The Hyrcanian forests are themselves a relic of a more widespread, humid Tertiary dendroflora when Pterocarya was found across much of Europe. There are also several large trees by the side of the lake at Mote Park, colouring up gorgeously this week, and in my view in a much more appropriate situation!
Note the droopiness of the leaflets of this species, the only one I have seen in the UK, but as described in Collins. And these are very big multi-stemmed trees!
I came across an interesting paper by Leroy et al (2013) about the history of Pterocarya to the South of the Caspian Sea: According to them, a well-defined Pterocarya decline occurs in diagrams in Northern Iran and in western Georgia. This takes place at ages ranging from around AD 780–1350. The decline has been variously attributed to a regional climatic drying, P. fraxinifolia being a tree of humid soils, and to human activities. Native people use the leaf of this tree as an anaesthetic agent for catching fish, for dyeing and as an antifungal agent. Its nut is edible (but pretty tiny!). Its wood however is of little use in joinery.

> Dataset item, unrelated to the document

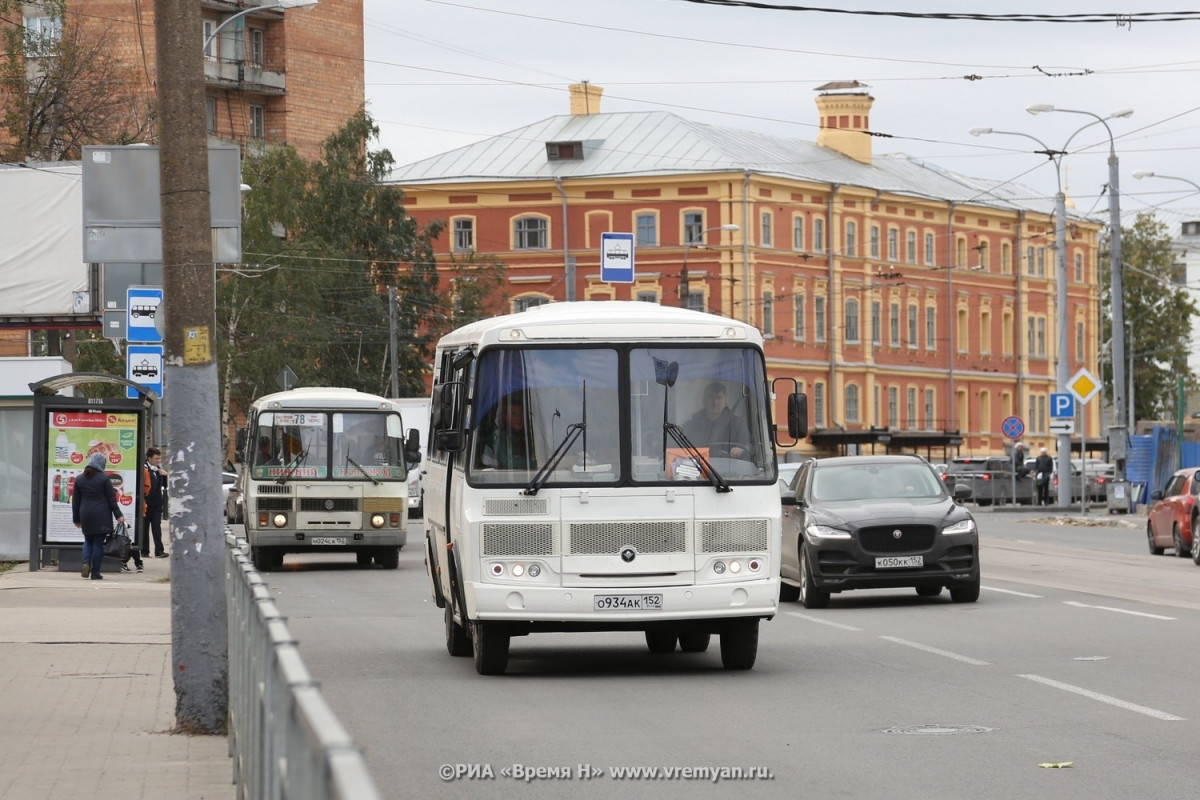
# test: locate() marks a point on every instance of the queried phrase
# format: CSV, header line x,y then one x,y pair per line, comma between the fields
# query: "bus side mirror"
x,y
797,415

In the East, this decline is seen at around AD 495; therefore it occurs earlier than further west. The decline of Pterocarya in the studied region corresponds to the time when the Sasanian Empire in the early Middle Ages built the Gorgan wall and associated buildings. Human interference in the demise of the Pterocarya therefore cannot be ruled out in addition to the aridification of the climate.
An east–west trend may also exist with an earlier decline of Pterocarya in the drier east than in the wetter west. The region of study is close to the easternmost limit of the species distribution at present. Although the pollen of this tree is abundant in the surface samples (mud and moss) of Nahar Khoran near Gorgan town, it is absent from the surface samples 190 km further east of Gorgan in the Golestan National Park. This proximity to the species distribution limits may make it more sensitive to anthropogenic or climatic changes.